Lavrov sent regards from President Vladimir Putin who bestowed a $1.5 billion loan on Belarus earlier in September in a gesture of support for Lukashenko. Russia is a traditional ally of Belarus.

Sergei Lavrov held talks with Lukashenko and other top officials in the capital Minsk, in the latest show of Russia's support for authorities in its ex-Soviet neighbour.

Thousands of protesters demanding Lukashenko's resignation have taken to the streets of Minsk every weekend since an August 9 election that saw the 66-year-old claim a sixth term in office. 

Also read: Belarus's Lukashenko and son put on sanctions list of European Union

Protesters believe political novice Svetlana Tikhanovskaya, 38, who took her jailed husband's place in the presidential race, was the true winner.

Moscow has continued to back Lukashenko since the protests erupted, with several meetings between senior officials from both sides in recent months.

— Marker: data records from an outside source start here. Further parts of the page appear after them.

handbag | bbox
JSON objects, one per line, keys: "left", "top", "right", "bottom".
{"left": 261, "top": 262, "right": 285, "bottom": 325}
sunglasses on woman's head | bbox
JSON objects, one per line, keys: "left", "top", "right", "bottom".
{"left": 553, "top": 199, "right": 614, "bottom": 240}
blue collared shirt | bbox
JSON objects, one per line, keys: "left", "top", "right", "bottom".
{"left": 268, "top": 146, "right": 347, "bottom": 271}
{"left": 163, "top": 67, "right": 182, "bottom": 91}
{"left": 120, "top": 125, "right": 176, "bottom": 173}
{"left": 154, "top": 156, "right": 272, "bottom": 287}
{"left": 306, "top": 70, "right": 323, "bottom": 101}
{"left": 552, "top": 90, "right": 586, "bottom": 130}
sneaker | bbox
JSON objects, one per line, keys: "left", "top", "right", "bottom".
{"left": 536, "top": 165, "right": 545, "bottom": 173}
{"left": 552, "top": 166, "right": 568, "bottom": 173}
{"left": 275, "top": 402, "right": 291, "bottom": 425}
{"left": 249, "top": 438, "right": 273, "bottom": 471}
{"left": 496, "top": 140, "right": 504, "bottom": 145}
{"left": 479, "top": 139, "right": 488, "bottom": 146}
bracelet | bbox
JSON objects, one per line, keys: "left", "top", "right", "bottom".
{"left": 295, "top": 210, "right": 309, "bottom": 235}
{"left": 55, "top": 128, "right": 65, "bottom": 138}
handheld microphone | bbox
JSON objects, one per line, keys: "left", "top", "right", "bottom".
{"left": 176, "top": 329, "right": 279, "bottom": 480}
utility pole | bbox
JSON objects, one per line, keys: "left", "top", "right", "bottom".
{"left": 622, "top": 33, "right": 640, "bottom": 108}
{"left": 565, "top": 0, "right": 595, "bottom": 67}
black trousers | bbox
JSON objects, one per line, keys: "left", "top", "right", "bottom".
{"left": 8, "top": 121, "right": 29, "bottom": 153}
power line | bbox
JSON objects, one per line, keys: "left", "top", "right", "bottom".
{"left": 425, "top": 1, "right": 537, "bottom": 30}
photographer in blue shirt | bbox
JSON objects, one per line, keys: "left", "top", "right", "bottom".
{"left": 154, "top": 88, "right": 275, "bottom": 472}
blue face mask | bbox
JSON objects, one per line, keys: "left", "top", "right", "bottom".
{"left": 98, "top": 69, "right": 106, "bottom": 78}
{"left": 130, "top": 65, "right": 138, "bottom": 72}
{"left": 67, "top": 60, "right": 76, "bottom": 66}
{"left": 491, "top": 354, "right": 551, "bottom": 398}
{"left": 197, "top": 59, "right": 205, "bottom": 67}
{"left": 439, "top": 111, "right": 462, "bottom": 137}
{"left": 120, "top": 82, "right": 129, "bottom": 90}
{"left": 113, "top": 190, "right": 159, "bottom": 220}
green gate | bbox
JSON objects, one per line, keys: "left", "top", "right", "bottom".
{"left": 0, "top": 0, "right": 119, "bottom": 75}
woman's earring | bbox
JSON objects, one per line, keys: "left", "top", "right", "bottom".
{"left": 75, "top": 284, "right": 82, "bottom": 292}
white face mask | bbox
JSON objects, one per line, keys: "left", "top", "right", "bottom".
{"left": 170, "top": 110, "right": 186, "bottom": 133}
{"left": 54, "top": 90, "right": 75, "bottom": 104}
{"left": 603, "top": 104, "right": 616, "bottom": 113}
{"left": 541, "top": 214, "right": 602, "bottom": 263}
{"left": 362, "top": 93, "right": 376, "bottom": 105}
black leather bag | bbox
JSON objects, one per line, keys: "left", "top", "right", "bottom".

Speaking at a press conference with his Belarusian counterpart Vladimir Makei, Lavrov accused the United States and several European countries of "gross interference" in the domestic affairs of Belarus.

"The wise Belarusian people are able to sort themselves out without any outside prompting and intrusive offers of unsolicited mediation," Lavrov said.

Lukashenko has accused Western countries of orchestrating the demonstrations and conspiring to have him removed after 26 years in power. 

Lavrov said the West is "using dirty methods of so-called colour revolutions, including manipulating public opinion, supporting forces that are openly anti-government and promoting their radicalisation".

Several Western leaders have refused to recognise the results of the election and voiced support for Tikhanovskaya, who fled to EU member Lithuania shortly after the vote. 

The European Union has slapped sanctions on Lukashenko and a number of his allies citing election rigging and a violent police crackdown on demonstrators. 

Belarus police detained thousands of protesters in the first days of the demonstrations, with many reporting torture and abuse in custody. 

They have continued to regularly arrest demonstrators and opposition figures, and several people have died during the protests.